Adrienne Cecile Rich (May 16, 1929 – March 27, 2012) was an American poet, essayist and radical feminist. She was called "one of the most widely read and influential poets of the second half of the 20th century",[1][2] and was credited with bringing "the oppression of women and lesbians to the forefront of poetic discourse."[3] A poet, author, feminist, and teacher (Radcliffe College, B.A., 1951), Rich, who won the Yale Younger Poets Award with the publication of her first book in 1951, has published eleven books of poetry and four of prose. She has received many additional awards, taught writing and women's studies at a number of colleges, and lectured on feminism at conferences and universities in the U.S. and abroad.

Her first collection of poetry, A Change of World, was selected by renowned poet W. H. Auden for the Yale Series of Younger Poets Award. Auden went on to write the introduction to the published volume. She famously declined the National Medal of Arts, protesting the vote by House Speaker Newt Gingrich to end funding for the National Endowment for the Arts.

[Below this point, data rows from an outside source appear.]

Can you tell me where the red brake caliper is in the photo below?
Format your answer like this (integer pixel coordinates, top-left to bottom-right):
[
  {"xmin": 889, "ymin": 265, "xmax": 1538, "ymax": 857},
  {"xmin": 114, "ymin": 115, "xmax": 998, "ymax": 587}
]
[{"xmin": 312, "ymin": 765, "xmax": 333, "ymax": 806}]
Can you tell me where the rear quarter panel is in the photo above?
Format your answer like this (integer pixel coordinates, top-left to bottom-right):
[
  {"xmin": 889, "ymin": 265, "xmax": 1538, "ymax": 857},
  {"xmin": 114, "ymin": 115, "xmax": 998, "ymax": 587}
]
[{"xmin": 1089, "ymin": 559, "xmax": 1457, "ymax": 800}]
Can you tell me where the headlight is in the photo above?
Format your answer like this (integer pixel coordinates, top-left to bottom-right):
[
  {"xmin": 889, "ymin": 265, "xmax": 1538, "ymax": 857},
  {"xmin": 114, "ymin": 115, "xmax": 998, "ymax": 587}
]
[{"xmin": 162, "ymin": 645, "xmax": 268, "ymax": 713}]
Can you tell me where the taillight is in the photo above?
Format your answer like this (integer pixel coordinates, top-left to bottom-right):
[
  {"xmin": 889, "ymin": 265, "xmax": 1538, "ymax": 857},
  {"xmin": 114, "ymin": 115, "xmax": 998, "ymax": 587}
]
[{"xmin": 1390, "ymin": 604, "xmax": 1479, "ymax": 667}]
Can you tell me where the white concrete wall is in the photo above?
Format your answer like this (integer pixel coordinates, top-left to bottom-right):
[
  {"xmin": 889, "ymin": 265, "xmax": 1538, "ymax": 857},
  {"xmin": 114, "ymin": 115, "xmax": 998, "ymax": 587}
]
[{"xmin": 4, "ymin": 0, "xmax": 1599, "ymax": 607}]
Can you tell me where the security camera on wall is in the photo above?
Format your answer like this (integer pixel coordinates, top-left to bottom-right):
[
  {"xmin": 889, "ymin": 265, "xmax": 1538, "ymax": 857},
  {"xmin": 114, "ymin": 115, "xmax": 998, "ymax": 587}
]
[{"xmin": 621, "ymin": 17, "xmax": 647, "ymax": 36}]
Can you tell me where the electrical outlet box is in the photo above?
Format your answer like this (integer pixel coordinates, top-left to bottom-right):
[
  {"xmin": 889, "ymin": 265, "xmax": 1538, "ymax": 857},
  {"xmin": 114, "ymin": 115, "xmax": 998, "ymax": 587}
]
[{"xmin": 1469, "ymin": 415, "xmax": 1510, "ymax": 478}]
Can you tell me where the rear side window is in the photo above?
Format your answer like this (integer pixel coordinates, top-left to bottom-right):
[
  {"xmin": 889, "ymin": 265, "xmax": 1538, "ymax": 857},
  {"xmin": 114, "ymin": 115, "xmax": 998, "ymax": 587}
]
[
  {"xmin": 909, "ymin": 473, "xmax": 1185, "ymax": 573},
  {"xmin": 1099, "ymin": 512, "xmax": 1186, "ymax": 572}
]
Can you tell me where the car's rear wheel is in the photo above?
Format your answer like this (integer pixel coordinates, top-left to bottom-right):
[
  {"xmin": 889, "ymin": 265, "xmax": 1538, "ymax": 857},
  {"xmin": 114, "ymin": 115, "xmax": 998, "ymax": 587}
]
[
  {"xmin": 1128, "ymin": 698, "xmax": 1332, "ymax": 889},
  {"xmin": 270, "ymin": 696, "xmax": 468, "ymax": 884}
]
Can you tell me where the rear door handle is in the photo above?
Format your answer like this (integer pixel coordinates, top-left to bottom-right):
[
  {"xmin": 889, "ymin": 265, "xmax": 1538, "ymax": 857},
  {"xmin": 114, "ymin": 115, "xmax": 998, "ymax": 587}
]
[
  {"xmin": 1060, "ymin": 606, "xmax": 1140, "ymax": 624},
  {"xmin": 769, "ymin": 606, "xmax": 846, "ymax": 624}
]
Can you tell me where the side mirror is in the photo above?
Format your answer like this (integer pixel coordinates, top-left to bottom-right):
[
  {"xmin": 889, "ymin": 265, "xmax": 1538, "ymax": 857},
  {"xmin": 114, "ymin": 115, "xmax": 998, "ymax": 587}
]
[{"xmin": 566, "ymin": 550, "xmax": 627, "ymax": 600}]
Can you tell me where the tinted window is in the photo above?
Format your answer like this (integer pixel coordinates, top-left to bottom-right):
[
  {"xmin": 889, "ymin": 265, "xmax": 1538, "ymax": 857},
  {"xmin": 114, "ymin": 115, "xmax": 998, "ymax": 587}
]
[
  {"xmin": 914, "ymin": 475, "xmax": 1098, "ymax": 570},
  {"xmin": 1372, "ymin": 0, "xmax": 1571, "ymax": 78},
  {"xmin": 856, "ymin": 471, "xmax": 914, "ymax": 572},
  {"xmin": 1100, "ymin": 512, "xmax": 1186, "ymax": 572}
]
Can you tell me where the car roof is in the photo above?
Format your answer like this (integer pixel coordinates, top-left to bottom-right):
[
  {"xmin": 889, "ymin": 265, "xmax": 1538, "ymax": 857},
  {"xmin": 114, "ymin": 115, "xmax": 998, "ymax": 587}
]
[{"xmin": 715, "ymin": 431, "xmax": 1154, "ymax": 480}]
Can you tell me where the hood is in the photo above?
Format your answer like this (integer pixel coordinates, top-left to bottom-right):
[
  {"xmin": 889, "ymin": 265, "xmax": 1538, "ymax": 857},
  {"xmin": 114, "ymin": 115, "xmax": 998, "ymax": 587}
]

In 1976, Rich began her partnership with Jamaican-born novelist and editor Michelle Cliff, which lasted until her death. In her controversial work Of Woman Born: Motherhood as Experience and Institution, published the same year, Rich acknowledged that, for her, lesbianism was a political as well as a personal issue, writing, "The suppressed lesbian I had been carrying in me since adolescence began to stretch her limbs."[9] The pamphlet Twenty-One Love Poems (1977), which was incorporated into the following year's Dream of a Common Language (1978), marked the first direct treatment of lesbian desire and sexuality in her writing, themes which run throughout her work afterwards, especially in A Wild Patience Has Taken Me This Far (1981) and some of her late poems in The Fact of a Doorframe (2001).[21] In her analytical work Adrienne Rich: the moment of change, Langdell suggests these works represent a central rite of passage for the poet, as she (Rich) crossed a threshold into a newly constellated life and a "new relationship with the universe".[22] During this period, Rich also wrote a number of key socio-political essays, including "Compulsory Heterosexuality and Lesbian Existence", one of the first to address the theme of lesbian existence.[9] In this essay, she asks "how and why women's choice of women as passionate comrades, life partners, co-workers, lovers, community, has been crushed, invalidated, forced into hiding".[9] Some of the essays were republished in On Lies, Secrets and Silence: Selected Prose, 1966–1978 (1979). In integrating such pieces into her work, Rich claimed her sexuality and took a role in leadership for sexual equality.[9]


Featured in Particular Voices: Portraits of Gay and Lesbian Writers by Robert Giard [Rights Notice: Copyright Jonathan G. Silin (jsilin@optonline.net)]

From 1976 to 1979, Rich taught at City College as well as Rutgers University as an English Professor. In 1979, she received an honorary doctorate from Smith College and moved with Cliff to Montague, MA. Ultimately, they moved to Santa Cruz, where Rich continued her career as a professor, lecturer, poet, and essayist. Rich and Cliff took over editorship of the lesbian arts journal Sinister Wisdom (1981–1983).[23][24] Rich taught and lectured at UC Santa Cruz, Scripps College, San Jose State University, and Stanford University during the 1980s and 1990s.[24] From 1981 to 1987, Rich served as an A.D. White Professor-At-Large for Cornell University.[25] Rich published several volumes in the next few years: Your Native Land, Your Life (1986), Blood, Bread, and Poetry (1986), and Time’s Power: Poems 1985–1988 (1989). She also was awarded the Ruth Paul Lilly Poetry Prize (1986), the Elmer Holmes Bobst Award in Arts and Letters from NYU, and the National Poetry Association Award for Distinguished Service to the Art of Poetry (1989).[10][17]

Rich died on March 27, 2012, at the age of 82 in her Santa Cruz, California home. Her son, Pablo Conrad, reported that her death resulted from long-term rheumatoid arthritis.[38] Her last collection was published the year before her death. Rich was survived by her sons, two grandchildren[39] and her partner Michelle Cliff.[40]